Drug discovery for humans and plants
What is known as rational drug design is now also being increasingly used in crop protection. This means that a molecule must match the target structure, which is often a protein. The Bayer scientists are therefore confident that in the future these limitations will be overcome with more data and protein structure structurebased design playing an increasingly significant role in crop science as well.
In pharmaceutical research, it usually takes more than five years of thorough in vitro and in vivo testing before a new active substance can be tested in humans. “We translate the results from animal experiments concerning tolerability and efficacy to predict the scenario in the human organism,” says Jörg Lippert, a clinical scientist at Bayer who works on pharmacometric computer models. He is researching how the human body processes drugs. As part of this, Lippert and his team incorporate numerous contributing factors, which makes their analyses complex and computationally intensive.

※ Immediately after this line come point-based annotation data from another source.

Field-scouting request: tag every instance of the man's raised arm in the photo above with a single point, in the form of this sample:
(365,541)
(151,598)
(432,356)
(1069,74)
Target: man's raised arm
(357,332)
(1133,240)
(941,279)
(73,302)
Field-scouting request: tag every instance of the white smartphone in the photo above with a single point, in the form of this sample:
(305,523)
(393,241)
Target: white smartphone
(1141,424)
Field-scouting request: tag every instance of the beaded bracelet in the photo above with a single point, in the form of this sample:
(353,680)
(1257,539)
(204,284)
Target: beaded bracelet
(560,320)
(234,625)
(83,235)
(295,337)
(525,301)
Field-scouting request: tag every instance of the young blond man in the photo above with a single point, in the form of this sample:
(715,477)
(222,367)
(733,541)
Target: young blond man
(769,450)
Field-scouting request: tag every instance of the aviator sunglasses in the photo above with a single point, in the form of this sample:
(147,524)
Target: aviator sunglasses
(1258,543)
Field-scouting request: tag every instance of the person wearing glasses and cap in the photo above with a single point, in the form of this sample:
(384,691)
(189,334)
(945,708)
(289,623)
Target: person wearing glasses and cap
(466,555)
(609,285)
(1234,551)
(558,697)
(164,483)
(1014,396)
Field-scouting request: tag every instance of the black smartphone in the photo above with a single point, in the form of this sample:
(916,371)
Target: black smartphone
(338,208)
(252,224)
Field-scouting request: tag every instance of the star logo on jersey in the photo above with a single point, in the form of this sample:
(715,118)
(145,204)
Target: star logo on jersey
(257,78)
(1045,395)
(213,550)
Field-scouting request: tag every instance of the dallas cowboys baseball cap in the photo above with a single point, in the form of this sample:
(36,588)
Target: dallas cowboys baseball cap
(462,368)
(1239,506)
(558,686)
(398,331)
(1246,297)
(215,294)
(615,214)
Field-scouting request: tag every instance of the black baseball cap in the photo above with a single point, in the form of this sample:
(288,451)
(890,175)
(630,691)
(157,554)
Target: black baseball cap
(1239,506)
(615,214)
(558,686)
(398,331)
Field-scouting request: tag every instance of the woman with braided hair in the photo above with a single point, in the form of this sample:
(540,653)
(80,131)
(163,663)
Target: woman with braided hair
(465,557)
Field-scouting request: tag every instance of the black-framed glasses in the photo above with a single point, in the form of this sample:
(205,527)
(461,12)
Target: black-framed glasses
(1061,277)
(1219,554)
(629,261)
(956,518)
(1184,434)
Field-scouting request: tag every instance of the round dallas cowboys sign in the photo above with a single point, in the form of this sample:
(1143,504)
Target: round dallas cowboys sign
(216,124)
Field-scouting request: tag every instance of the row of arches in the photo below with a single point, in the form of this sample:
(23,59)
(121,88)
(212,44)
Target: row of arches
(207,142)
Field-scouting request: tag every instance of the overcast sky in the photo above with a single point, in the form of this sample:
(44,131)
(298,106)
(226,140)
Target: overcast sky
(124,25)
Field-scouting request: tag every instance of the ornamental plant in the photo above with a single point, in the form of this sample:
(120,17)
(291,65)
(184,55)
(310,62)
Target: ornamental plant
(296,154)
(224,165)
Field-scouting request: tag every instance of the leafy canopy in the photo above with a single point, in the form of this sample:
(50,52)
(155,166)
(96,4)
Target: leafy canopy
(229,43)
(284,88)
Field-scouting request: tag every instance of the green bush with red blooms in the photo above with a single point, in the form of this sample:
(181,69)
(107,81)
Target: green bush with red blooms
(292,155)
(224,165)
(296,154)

Powerful computers and server centers facilitate the researchers’ work. “We carry out complex calculations in the cloud,” explains Lippert, which allows today’s computational pharmacologists to solve complex problems with a simple laptop and good internet connection. The researchers intend to use intelligent algorithms and statistical methods to gain new insights from old data. Concepts such as artificial intelligence, machine learning and neural networks play a decisive role in their daily work (see text box 2).
How a computer learns
Artificial intelligence: Artificial intelligence refers to the capability of a machine to perform intellectual tasks such as learning or problem-solving. Well-known fields of application for artificial intelligence include driverless vehicles and banks where intelligent computer algorithms detect unusual money movement.
Machine learning: In this area of artificial intelligence, computers learn from data, meaning the computer uses statistical methods to identify patterns. This allows computer scientists to make predictions about future events based on available data.
Artificial neural networks: The base unit of this network is an artificial neuron, which sends a signal to the next neuron downstream when the strength thereof exceeds a certain level. Several base units are connected in a network, which convert an input signal to an output signal. Artificial neurons are dynamic, meaning they can change their activity over time, which allows the network to “learn”.
Does this mean that digital pharmacology will soon be advanced enough that laboratory tests and clinical trials with patients are no longer necessary? Lippert doubts that this will be the case. “I think in 20 years we’ll still be testing a great deal in the clinical setting.” A reason for this is that clinical data sets are often poorly structured and extremely diverse, ranging from tables with blood results to x-rays. That makes it difficult to automate and standardize analyses.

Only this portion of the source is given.